On se croyait protégés avec la pillule, les MST n'étaient pas bien fréquentes, personne de mon entourage à part justement quelques homos fréquentant assidument les saunas ne se protégeait avec les préservatifs. On entend tout et n'importe quoi sur la propagation. Les baisers, les brosses à dents, les serviettes de toilette, la vaisselle. Tout. Le plus absurde est facile à ignorer mais pour le reste ? De quoi devons-nous avoir peur ? Quelles précautions devons-nous prendre ?

Le silence est pesant. Très peu de malades le disent, encore moins de séropositifs, en tout cas pas en milieu hétéro. « Machin est malade. Tu sais... » On apprend à comprendre les points de suspension.

La sexualité sans soucis aura duré une dizaine d'années.
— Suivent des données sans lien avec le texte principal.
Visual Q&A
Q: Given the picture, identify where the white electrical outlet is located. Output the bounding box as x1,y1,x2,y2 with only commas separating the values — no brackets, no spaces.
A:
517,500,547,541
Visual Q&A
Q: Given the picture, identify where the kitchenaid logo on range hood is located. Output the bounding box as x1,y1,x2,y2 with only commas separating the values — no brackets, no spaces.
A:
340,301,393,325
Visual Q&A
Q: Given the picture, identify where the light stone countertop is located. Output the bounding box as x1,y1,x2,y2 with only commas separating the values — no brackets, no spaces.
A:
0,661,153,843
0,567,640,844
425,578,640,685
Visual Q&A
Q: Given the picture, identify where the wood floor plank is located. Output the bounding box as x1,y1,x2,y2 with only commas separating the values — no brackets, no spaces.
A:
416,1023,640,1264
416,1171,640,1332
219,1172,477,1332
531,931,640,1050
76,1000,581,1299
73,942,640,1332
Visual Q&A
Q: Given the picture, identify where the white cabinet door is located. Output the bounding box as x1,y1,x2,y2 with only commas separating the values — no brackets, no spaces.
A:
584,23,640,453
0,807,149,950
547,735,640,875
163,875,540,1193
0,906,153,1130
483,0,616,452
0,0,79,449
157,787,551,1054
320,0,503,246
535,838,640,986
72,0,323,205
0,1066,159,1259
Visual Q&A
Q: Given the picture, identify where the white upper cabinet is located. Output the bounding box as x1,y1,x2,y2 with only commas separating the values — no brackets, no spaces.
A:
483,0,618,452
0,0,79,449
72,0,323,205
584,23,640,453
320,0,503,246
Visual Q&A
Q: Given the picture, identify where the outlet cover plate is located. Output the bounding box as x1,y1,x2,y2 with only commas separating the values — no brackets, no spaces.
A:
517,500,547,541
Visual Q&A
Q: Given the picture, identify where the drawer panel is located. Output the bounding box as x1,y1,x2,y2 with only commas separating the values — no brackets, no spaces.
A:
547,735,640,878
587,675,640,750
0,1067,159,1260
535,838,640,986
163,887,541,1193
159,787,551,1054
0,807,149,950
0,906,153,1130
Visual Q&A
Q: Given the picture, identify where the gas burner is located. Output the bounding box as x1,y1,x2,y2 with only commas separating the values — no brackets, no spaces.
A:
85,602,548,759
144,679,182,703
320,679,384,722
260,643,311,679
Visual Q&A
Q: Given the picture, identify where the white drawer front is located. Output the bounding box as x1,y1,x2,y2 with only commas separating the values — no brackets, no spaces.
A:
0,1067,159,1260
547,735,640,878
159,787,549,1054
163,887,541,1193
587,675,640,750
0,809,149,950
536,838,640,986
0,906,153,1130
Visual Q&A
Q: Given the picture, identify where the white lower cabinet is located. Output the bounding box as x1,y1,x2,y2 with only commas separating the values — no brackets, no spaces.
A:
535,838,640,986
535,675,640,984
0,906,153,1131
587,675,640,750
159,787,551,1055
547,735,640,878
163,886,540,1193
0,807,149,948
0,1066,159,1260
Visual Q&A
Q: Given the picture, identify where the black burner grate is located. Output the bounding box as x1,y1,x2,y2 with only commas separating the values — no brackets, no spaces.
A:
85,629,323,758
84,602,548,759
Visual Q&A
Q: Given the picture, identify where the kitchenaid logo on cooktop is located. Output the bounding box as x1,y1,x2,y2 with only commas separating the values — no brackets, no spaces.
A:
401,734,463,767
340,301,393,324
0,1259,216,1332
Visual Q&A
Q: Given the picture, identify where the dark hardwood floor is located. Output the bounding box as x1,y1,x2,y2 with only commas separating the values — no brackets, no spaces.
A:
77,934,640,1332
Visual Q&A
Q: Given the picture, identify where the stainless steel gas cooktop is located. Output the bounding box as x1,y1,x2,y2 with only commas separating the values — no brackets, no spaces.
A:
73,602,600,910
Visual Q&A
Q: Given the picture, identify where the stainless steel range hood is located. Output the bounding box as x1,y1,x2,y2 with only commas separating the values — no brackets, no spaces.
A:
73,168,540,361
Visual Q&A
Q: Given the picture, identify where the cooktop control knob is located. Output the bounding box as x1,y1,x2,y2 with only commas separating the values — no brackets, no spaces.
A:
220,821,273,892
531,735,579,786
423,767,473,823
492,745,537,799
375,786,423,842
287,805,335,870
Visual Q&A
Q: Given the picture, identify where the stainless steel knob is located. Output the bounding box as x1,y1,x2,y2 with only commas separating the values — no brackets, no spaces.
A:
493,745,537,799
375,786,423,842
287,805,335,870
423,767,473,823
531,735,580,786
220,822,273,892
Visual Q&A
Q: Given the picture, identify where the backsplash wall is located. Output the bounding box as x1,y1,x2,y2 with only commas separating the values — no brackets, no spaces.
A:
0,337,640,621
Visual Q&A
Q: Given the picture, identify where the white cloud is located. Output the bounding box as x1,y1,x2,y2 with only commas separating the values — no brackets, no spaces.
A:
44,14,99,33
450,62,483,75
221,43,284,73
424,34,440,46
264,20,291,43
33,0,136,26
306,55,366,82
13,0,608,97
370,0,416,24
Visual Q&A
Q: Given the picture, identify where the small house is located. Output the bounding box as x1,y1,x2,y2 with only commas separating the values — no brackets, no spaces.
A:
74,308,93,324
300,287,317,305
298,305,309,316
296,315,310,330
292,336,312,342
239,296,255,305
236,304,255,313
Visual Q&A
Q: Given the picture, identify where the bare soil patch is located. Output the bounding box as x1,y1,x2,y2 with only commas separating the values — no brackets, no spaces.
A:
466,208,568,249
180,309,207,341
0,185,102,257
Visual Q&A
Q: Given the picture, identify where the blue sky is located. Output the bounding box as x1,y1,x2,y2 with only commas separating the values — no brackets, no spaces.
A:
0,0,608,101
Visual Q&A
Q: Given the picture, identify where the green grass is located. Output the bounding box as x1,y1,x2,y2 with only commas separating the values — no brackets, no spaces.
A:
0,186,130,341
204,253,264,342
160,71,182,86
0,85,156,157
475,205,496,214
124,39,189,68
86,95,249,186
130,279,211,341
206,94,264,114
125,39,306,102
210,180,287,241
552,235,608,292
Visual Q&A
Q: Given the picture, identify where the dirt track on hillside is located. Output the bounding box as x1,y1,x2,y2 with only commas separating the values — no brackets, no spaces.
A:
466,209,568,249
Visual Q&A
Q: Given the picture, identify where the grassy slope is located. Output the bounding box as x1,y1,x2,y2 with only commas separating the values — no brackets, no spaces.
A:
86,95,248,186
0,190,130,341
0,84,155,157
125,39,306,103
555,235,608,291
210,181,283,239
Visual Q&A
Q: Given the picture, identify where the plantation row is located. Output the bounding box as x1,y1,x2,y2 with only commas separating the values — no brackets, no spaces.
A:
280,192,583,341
Avant il y avait le spectre de la grossesse non désirée, après celui du sida. Le réveil des évangélistes de la bonne morale est tonitruant. J'irai jusqu'à dire qu'ils exultent littéralement : punis, vous êtes punis nous crient leur componction aux interviews télévisés où ils prônent la fidélité et l'abstinence. Oh certes, il y a bien ces pauvres transfusés mais enfin les autres, ils l'ont bien un peu mérité non ?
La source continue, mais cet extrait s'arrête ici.